Quand un surfeur basé à Hossegor et un shaper californien conçoivent ensemble une planche sans se voir, cela donne un objet hybride, unique, pensé pour repousser les limites. William Aliotti et Ryan Lovelace n’ont surfé ensemble que deux fois, mais leur collaboration est l’une des plus inspirantes du moment.
Tout commence avec une planche livrée en main propre par un ami. William la teste, l’adopte, et les échanges à distance avec Ryan Lovelace s’enchaînent. Un modèle initial va servir de base à plusieurs itérations : ajustements de concave, réduction de taille, nouvelles combinaisons d’ailerons… jusqu’à ce que la magie opère.
« Si tu attends des résultats précis d’une planche, tu risques la déception », explique Ryan. Il préfère façonner, laisser William tester, puis échanger.
La planche qu’ils développent ensemble est asymétrique : chaque côté est différent pour épouser au mieux la posture du surfeur et son sens de glisse. Ce concept, s’il peut sembler récent, est en fait un héritage du surf des années 60.
Dès 1967, Carl Ekstrom brevète une forme asymétrique. D’autres pionniers comme Bob Cooper ou Scott Dillon expérimentent avec des rails et des tail shapes décalés. Mais ces idées, trop en avance sur leur temps, sombrent dans l’oubli… jusqu’à leur résurgence à San Diego dans les années 2010, avec des shapers comme Ryan Burch ou Donald Brink. Ryan Lovelace, lui, fait le lien entre tradition et modernité.
William n’est pas immédiatement conquis : « Je ne l’aimais pas trop lors de ma première session en France. » Mais sur les longues gauches creuses du Chili, puis dans les tubes interminables de Skeleton Bay, la planche révèle tout son potentiel : ultra rapide, précise, explosive.
Ryan, de son côté, affine son shape à chaque retour de Will. Il cherche les petits détails : là où la planche mord, là où elle accélère, ce qui aide à tourner… « Chaque board est un pas de plus vers quelque chose de plus juste. »
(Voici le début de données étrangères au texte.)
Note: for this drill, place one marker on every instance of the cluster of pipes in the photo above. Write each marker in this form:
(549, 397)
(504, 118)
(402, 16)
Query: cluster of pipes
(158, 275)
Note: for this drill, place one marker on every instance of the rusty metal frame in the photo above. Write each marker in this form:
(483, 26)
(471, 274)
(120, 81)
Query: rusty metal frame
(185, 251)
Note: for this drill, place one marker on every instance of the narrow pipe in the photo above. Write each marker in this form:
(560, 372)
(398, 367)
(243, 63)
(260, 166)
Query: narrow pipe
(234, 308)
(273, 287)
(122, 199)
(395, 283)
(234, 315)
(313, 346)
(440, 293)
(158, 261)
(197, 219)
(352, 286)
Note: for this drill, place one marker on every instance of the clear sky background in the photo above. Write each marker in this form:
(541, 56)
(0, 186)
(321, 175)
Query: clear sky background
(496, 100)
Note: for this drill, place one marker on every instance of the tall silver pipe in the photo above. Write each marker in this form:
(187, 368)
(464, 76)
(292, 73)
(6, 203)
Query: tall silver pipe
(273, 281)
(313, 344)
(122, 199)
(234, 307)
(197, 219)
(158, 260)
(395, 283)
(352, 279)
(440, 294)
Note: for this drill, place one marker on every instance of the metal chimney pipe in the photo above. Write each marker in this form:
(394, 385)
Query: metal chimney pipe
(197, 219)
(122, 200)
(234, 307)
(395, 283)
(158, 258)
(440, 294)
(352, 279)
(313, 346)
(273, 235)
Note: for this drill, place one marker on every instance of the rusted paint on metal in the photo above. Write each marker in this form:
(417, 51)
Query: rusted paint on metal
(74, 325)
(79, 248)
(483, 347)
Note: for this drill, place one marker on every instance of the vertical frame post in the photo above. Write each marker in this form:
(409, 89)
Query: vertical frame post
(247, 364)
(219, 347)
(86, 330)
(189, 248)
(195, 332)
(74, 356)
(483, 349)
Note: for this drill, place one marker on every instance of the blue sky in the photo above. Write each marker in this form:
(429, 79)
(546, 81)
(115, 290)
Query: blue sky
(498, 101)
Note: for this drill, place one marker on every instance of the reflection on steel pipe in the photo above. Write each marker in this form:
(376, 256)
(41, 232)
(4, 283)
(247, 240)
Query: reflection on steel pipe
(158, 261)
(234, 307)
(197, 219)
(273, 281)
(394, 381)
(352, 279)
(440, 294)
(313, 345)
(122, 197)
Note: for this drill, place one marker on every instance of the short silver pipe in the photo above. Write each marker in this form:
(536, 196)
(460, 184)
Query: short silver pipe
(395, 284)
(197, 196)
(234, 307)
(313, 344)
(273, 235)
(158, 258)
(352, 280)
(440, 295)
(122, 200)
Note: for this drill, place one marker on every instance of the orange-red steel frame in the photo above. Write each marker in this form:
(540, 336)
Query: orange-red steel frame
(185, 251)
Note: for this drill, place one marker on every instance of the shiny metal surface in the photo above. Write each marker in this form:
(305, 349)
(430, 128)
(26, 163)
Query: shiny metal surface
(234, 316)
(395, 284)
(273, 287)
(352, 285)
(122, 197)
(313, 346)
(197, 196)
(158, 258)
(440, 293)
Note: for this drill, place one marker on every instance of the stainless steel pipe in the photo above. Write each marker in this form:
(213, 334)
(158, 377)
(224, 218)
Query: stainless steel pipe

Ce duo fonctionne parce que chacun pousse l’autre : Ryan veut repousser les limites du design, William celles de sa glisse. Ensemble, ils font vivre une planche qui est autant une œuvre artisanale qu’un outil de haute performance.
Et surtout, ils rendent hommage à une idée longtemps mise de côté : l’asymétrie. Une idée qui, entre leurs mains, n’est plus un concept marginal, mais un vrai levier de progression dans le surf moderne.